Quelle: Graviky Labs
Bei der Ernte von kohlenstoffreichem Ruß aus Abgasen hat Tiger bereits die Produktion von 150 Litern Air Ink unterstützt. Das entspricht ungefähr dem CO2-Ausstoß von 2.500 Stunden oder 104 Tagen beim Fahren eines typischen Dieselfahrzeugs. Eine Spraydose mit 600 ml Inhalt enthält den Ruß aus Dieselabgasen, die sonst während 2.000 Minuten ausgestoßen werden.
Produktpalette erweitern
Dass das Graviky Lab genügend Geld zusammen bekommt, um die Tinte aus Dieselabgasen zu produzieren, ist schon sicher. Die angestrebten 14.000 Singapur Dollar (SGD) – das entspricht etwa 9.250 Euro – sind schon zusammen. Die Kampagne auf Kickstarter läuft noch bis zum 9. März.
![Grafik Kaalink: Im Innern des Systems wird der Feinstaub gesammelt.](https://www.ingenieur.de/wp-content/uploads/2017/11/2017/17686_Grafik-Kaalink.jpg)

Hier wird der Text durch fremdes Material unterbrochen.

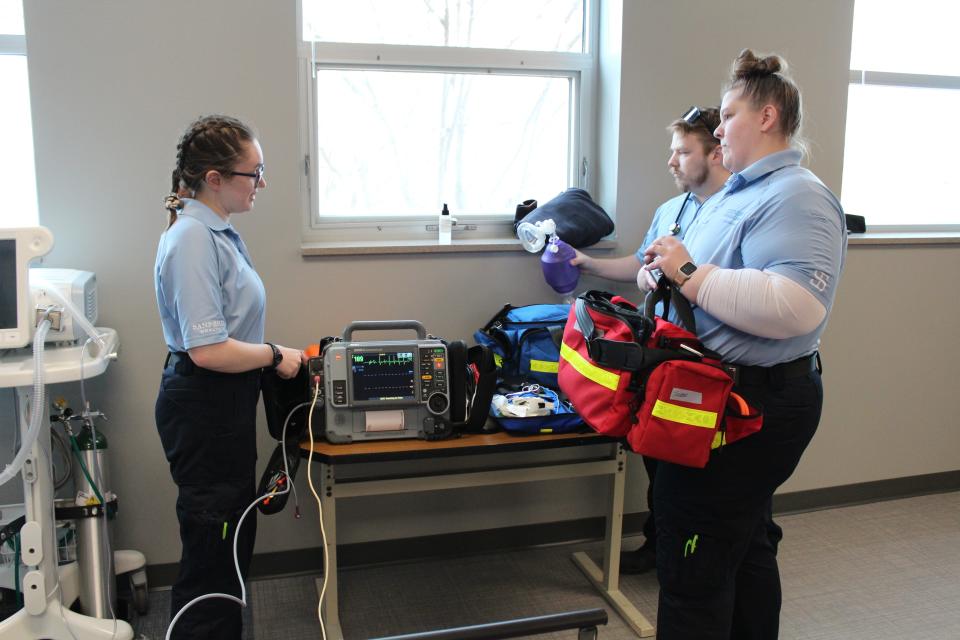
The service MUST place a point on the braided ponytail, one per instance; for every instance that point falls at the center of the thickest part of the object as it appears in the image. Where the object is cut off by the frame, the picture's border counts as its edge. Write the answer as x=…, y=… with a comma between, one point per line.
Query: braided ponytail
x=211, y=143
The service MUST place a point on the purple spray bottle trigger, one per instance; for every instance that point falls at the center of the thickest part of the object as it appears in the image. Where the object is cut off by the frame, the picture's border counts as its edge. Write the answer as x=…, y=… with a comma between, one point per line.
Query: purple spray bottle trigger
x=557, y=270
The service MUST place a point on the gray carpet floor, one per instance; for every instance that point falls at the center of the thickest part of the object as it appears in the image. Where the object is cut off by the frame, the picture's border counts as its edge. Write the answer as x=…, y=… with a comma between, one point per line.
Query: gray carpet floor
x=876, y=571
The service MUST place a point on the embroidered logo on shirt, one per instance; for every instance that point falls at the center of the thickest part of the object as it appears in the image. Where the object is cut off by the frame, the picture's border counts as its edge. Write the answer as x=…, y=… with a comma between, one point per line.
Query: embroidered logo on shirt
x=208, y=326
x=820, y=281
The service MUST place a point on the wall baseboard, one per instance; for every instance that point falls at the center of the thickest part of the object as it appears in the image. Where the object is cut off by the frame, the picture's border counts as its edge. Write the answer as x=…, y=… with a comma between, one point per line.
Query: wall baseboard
x=506, y=538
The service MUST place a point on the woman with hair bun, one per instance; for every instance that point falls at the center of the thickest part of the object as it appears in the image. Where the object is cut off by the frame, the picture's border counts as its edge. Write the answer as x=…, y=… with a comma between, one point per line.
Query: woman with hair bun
x=761, y=262
x=211, y=304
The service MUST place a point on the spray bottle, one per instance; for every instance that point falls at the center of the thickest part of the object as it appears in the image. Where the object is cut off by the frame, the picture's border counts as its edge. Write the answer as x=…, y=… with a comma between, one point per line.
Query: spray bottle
x=555, y=261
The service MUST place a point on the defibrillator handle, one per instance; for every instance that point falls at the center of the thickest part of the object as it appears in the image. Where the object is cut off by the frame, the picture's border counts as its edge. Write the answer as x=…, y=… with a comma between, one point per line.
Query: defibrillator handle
x=384, y=325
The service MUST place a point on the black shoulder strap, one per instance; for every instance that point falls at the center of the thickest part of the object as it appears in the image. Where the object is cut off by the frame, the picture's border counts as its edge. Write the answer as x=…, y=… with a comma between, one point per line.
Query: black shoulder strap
x=607, y=353
x=500, y=315
x=667, y=293
x=478, y=407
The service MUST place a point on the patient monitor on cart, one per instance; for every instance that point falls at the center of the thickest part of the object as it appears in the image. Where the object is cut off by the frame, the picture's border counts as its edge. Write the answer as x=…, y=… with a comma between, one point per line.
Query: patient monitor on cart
x=17, y=248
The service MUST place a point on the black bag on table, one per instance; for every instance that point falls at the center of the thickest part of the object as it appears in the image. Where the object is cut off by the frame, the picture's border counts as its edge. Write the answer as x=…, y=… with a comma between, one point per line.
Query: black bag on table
x=580, y=221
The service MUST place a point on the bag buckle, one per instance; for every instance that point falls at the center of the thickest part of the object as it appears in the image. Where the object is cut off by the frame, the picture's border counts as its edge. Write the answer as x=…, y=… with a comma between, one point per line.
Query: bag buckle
x=732, y=370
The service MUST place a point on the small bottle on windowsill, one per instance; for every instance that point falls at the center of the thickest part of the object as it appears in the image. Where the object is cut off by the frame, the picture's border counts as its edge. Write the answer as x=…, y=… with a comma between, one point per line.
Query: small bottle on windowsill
x=445, y=226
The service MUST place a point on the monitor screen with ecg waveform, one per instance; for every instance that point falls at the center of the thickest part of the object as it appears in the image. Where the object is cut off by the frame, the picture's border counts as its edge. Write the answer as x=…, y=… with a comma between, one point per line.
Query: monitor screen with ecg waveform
x=383, y=375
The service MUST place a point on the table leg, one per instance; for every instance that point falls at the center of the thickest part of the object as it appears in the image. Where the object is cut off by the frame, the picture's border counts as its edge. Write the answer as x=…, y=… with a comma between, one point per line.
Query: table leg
x=607, y=581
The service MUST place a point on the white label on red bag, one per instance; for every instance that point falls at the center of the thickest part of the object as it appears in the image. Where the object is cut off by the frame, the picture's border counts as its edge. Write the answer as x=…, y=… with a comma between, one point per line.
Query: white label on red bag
x=686, y=395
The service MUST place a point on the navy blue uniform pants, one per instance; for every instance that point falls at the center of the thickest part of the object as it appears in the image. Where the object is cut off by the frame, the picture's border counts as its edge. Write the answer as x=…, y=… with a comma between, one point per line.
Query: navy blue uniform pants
x=207, y=424
x=716, y=539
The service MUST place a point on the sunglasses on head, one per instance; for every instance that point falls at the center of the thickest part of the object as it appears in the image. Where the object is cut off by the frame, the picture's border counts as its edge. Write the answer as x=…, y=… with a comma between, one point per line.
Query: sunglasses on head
x=693, y=114
x=257, y=175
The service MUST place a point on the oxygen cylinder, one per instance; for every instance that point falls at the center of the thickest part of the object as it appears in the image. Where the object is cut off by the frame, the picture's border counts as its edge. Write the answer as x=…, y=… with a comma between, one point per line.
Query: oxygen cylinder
x=94, y=537
x=555, y=261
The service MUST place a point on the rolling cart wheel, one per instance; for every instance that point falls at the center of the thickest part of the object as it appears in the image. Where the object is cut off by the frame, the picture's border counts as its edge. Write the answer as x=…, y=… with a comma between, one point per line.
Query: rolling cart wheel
x=138, y=592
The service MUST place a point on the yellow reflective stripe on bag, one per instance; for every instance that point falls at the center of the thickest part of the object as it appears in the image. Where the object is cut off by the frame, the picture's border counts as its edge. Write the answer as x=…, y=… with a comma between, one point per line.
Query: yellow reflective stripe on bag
x=544, y=366
x=684, y=415
x=588, y=370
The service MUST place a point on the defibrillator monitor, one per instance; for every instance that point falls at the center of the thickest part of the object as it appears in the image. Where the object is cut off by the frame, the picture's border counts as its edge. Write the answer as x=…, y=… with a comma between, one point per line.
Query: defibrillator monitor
x=18, y=247
x=377, y=389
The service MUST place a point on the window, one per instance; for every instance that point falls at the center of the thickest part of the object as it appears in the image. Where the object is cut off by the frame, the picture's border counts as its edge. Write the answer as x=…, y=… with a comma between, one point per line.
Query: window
x=902, y=135
x=16, y=161
x=412, y=104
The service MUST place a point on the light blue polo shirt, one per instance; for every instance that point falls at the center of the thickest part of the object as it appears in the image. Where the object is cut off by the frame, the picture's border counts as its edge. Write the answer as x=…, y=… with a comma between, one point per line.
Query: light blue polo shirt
x=207, y=288
x=775, y=216
x=664, y=217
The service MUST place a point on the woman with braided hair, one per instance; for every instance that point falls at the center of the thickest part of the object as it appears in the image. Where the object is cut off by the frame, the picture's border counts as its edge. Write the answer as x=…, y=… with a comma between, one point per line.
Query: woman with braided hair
x=761, y=261
x=211, y=304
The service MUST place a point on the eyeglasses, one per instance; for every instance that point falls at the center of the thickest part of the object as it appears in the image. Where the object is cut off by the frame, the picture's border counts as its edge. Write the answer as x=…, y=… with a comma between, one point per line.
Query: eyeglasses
x=257, y=175
x=693, y=114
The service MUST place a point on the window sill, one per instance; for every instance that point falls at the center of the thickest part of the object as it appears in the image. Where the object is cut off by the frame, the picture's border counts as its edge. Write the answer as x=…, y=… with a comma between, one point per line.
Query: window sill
x=383, y=247
x=905, y=238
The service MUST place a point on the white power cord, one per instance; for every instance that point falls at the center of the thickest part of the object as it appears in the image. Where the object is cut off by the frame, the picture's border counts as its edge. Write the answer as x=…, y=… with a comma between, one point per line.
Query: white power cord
x=323, y=531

Grafik Kaalink: Im Innern des Systems wird der Feinstaub gesammelt.
Quelle: Graviky Lab
Die Gründer haben Marker mit verschiedenen Stärken entwickelt. Mit dem Geld aus der Kickstarter-Kampagne soll die Produktpalette erweitert werden. So sollen beispielsweise auch Farben für Stoffe hinzukommen.
Schmuck aus Ruß
Auch der niederländische Künstler Daan Roosegaarde hatte schon die Idee, aus dem Ruß in der Luft der chinesischen Hauptstadt Peking etwas herzustellen. Er produziert aus dem Kohlenstoff der Luft Schmuck.

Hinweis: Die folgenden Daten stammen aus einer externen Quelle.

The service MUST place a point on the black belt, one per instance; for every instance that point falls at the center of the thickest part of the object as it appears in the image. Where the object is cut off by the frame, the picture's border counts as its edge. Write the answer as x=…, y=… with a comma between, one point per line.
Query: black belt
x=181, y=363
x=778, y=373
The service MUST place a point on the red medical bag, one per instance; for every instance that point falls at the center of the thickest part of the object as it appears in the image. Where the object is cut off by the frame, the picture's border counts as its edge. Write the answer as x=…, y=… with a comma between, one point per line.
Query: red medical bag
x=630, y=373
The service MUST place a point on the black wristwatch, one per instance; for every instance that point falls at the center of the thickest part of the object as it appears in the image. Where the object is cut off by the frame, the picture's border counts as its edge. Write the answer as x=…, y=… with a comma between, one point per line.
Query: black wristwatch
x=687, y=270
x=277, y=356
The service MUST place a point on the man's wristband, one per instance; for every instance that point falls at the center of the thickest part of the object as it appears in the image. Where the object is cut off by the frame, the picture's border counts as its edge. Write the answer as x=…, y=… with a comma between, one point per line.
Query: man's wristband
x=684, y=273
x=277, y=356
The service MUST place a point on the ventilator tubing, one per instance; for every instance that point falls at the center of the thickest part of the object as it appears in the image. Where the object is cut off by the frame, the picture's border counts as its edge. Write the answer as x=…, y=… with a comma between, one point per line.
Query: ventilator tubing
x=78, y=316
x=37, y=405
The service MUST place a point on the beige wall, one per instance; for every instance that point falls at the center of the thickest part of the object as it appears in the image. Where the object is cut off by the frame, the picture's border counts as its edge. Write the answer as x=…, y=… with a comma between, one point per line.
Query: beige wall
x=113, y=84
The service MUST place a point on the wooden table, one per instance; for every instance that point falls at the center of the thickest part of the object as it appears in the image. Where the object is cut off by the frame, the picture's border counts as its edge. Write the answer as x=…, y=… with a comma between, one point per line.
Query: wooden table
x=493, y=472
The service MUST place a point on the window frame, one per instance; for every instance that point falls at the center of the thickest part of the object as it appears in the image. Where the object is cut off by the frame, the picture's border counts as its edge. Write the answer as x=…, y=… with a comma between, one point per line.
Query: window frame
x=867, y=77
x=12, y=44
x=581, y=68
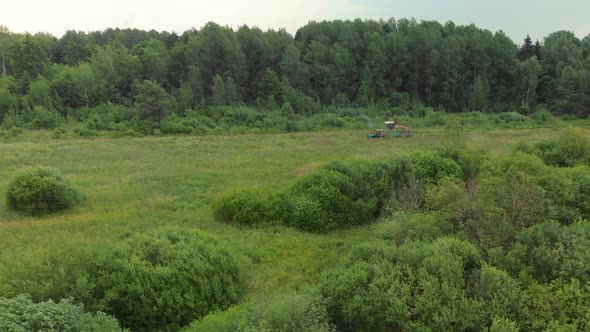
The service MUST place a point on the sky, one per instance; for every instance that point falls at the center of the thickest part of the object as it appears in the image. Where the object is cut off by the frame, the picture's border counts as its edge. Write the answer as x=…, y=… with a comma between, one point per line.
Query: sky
x=516, y=18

![Ein Ring von Daan Roosegaarde: Der Stein ist aus dem Kohlenstoff aus 1.000 Kubikmeter Luft gefertigt.](https://www.ingenieur.de/wp-content/uploads/2017/11/2017/17685_Ring-aus-Kohlenstoff.jpg)

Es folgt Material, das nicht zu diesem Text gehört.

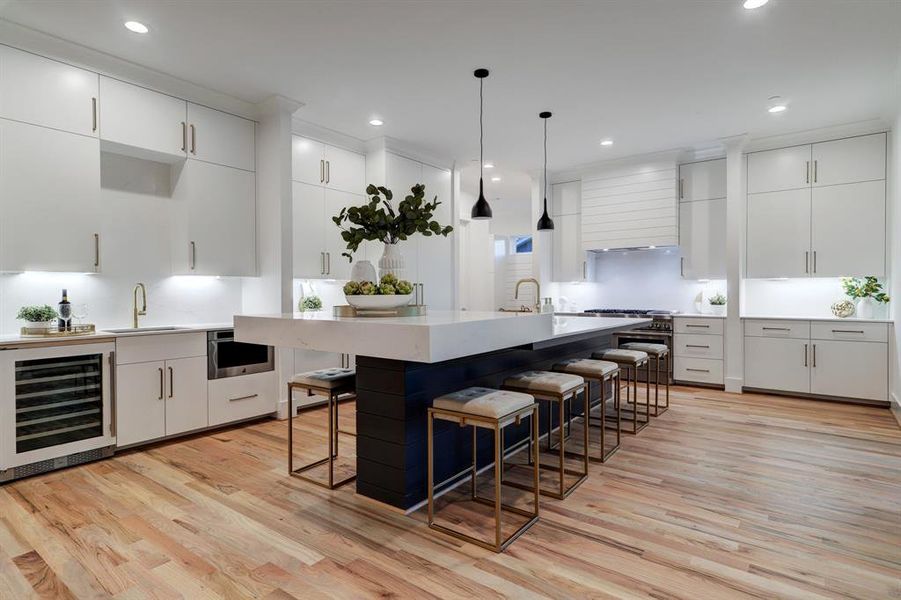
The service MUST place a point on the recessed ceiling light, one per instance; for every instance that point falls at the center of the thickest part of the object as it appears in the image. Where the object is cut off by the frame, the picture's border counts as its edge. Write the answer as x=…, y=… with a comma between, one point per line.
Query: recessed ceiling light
x=775, y=104
x=136, y=27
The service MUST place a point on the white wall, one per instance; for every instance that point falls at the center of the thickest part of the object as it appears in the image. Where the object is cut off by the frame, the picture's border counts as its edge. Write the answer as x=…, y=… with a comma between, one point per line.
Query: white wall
x=647, y=279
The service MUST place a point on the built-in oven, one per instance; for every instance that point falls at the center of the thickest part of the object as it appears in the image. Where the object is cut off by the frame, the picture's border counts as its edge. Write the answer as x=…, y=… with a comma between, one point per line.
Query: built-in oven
x=229, y=358
x=56, y=406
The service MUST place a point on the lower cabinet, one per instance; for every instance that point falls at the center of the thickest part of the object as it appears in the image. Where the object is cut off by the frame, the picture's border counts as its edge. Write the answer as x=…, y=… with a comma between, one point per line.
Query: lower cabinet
x=823, y=358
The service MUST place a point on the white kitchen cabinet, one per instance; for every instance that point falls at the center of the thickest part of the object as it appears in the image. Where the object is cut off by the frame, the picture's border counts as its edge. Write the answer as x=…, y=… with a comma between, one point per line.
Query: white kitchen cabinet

Ein Ring von Daan Roosegaarde: Der Stein ist aus dem Kohlenstoff aus 1.000 Kubikmeter Luft gefertigt.
Quelle: Studio Roosegaarde
Der mexikanische Biotechnologe Raul Pineda Olmedo hat dagegen einen Biofilter aus Erdnussschalen erfunden, der die Luft von toxischen Bestandteilen reinigt.